そして姿を表した鹵獲戦車であるが、それは中戦車スレイプニルであった。第二神聖ローマ帝国陸軍がフランス共和国陸軍と大英帝国陸軍の重戦車に対抗する為に開発した、最新鋭の戦車だった。75ミリ砲を装備し、55キロの速度を発揮し、車体上部前面・側面及び後面全面に渡って傾斜がつけられた避弾経始を追求したデザインの装甲を有し、この時点では世界最強と呼ばれる中戦車だった。

傍らにはロシア帝国陸軍の兵士達が立っており、実際に戦闘を行った本人達が相模陸軍兵器廠で説明を行い、その証言と実物を調べた結果が黒崎総理達に説明されていた。それを聞いた黒崎総理は、即座に現在開発中だった戦車全てを破棄するように命じた。

それには石原国防大臣や風間総長・陸軍参謀総長杉山元大将・陸軍総軍司令長官東條英機大将も頷いていた。特に東條司令長官は、主砲は九式重戦車が装備していたものと同等でありつつ、九式重戦車の最大装甲厚95ミリを上回る最大装甲厚を鹵獲戦車は発揮しているのが、驚異だと語った。事実中戦車スレイプニルは最大装甲厚は傾斜11度で、110ミリ厚を誇っていた。

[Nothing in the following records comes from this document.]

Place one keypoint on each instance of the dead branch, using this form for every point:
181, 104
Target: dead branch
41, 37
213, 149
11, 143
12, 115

これは相模原陸軍兵器廠廠長直々に、最大装甲厚を確保しつつ車体重量が軽減出来る事になると語った。傾斜がついた装甲である事から、『傾斜装甲』と呼称すると廠長は語った。更にロシア帝国からの科学者達も姿を表し、協同開発を表明した。

黒崎総理は予算は一切気にする事は無く開発を行うように語った。そして黒崎総理はロシア人技術者の代表と握手を交わし、その人物はミハイルイリイチコーシュキンと名乗った。